The computed prob. of misclassification risk tensor

capsa_torch.interpret.misclassification_prob_categorical(y_pred, y_sigma, dim=-1, num_points_integral=15)

Compute the misclassification probability for categorical tasks (only one positive label per instance). The misclassification risk is defined as the complement of the maximum expected softmax value of y ~ N(y_pred, y_sigma). As y_sigma goes to 0, it converges to the softmax uncertainty (complement of the maximum expected softmax value of y_pred).

Parameters:
  • y_pred (Tensor) – The output LOGITS from model prediction

  • y_sigma (Tensor) – The risk values from model prediction

  • num_points_integral (int) – The number of points over which to numerically calculate the integral (default: 15)

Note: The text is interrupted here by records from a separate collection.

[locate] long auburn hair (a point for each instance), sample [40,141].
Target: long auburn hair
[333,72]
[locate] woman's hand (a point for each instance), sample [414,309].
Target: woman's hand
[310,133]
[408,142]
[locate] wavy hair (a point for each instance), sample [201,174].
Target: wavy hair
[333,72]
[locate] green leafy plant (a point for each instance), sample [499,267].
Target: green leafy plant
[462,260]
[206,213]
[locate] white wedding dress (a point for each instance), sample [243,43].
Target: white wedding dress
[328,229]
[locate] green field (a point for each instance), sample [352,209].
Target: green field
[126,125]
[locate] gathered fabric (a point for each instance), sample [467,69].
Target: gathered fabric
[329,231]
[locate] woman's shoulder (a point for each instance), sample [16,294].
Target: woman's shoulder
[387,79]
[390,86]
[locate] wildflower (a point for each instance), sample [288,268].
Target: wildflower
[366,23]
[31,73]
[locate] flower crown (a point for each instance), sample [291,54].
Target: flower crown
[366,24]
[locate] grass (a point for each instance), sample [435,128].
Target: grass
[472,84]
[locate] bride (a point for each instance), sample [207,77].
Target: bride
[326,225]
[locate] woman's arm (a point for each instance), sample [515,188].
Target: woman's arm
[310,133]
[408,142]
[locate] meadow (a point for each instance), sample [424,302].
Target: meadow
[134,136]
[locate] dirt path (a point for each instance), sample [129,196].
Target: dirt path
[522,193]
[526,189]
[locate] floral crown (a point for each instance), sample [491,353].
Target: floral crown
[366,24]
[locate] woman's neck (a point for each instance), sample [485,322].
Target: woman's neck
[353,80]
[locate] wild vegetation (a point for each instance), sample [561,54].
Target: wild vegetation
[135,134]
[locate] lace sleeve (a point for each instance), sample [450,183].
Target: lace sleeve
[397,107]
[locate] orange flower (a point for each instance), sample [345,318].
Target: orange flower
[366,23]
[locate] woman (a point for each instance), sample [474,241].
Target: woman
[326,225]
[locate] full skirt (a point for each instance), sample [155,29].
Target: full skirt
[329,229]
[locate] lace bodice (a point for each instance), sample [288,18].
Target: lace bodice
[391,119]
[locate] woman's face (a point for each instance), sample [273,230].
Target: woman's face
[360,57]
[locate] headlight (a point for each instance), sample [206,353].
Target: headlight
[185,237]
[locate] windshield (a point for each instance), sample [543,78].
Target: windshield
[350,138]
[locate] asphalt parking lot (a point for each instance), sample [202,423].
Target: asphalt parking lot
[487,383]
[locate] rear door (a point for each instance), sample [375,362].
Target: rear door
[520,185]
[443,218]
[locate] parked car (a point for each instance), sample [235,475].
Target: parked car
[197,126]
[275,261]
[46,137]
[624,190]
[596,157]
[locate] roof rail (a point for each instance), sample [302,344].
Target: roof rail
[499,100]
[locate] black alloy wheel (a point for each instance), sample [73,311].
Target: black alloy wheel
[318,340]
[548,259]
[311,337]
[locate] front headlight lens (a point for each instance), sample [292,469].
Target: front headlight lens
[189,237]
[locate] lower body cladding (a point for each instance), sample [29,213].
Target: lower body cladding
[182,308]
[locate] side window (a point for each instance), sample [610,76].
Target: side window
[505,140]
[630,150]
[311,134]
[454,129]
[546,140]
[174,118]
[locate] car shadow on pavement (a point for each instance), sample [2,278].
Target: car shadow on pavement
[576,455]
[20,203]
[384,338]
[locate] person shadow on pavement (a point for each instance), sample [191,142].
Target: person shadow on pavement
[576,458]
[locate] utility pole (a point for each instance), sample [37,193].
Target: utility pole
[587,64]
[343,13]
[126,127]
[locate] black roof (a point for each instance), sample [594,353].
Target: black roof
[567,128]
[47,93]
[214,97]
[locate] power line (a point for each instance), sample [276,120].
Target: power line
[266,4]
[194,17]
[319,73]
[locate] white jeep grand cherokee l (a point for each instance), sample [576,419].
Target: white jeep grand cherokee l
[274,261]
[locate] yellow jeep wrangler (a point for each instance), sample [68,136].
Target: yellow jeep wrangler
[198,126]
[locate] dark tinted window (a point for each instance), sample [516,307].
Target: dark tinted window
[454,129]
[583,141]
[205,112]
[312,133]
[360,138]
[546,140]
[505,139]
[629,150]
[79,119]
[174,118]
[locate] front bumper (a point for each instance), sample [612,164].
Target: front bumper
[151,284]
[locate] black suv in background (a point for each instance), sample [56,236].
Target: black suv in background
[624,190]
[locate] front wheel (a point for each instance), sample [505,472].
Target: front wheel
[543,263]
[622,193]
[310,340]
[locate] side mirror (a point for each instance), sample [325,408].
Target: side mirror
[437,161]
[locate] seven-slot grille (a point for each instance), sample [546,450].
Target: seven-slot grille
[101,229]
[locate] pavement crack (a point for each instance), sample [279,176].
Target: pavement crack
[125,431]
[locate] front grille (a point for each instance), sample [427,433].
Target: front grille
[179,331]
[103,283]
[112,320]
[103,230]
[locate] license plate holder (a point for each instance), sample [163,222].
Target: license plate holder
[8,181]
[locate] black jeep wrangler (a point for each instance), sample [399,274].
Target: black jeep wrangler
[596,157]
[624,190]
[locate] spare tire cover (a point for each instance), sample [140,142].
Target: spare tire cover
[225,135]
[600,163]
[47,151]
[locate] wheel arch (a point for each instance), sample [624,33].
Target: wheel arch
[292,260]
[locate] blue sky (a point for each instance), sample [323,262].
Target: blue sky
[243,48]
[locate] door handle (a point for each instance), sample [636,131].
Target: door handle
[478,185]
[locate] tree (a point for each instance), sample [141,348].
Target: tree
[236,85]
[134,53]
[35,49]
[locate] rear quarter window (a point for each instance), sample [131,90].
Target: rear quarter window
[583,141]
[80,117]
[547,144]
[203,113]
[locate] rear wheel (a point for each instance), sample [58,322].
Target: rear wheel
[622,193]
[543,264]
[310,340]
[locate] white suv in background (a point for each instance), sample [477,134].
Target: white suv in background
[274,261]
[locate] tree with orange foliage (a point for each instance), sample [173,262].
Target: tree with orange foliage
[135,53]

  • dim (int) – The dimension which corresponds to the logits over the classes (default: -1)

Return type:

Tensor

Returns:

The computed probability of misclassification risk tensor

capsa_torch.interpret.top_percent_risk_cut_accuracy(outputs, risks, gt, risk_thresholds)
Return type:

torch.Tensor

capsa_torch.interpret.top_percent_risk_cut_metric(outputs, risks, gt, risk_thresholds, metric_fn=<function EvaluationMetrics.accuracy>)

For multi-class classification problems. Returns the accuracy of the model on a subsets of the dataset, cutting off the top x% high risk inputs

Parameters:
  • outputs (Tensor) – A tensor of output labels; typically integers in the range [1, n_classes]. Must be of shape [len(dataset)].

  • risks (Tensor) – Risk values corresponding to outputs; higher risk outputs are cut first. These should be produced with misclassification_prob_categorical() Must be of shape [len(dataset)] with risks[i] corresponding to outputs[i].

  • gt (Tensor) – Ground truth target labels; typically integers in the range [1, n_classes], but can be anything that supports equality with the outputs. Must be of shape [len(dataset)] with gt[i] corresponding to outputs[i]

  • risk_thresholds (int | float | Sequence[float] | torch.Tensor) – If float(s), must lie in [0,1) and represent the risk quantile(s) at which to cut outputs. The accuracy will be reported only for outputs with risk below this quantile. If int n, behaves the same as passing torch.linspace(1 / (n + 1), 1., n) as a list.

  • metric_fn (Callable[[Tensor, Tensor], float]) – A function that computes a metric given predictions p and ground truth gt. Default: Accuracy (default: <function EvaluationMetrics.accuracy at 0x7fe60fd0da60>)

Return type:

tuple[torch.Tensor, torch.Tensor]

Returns:

Value of the metric function for each cut percentage, as a tensor.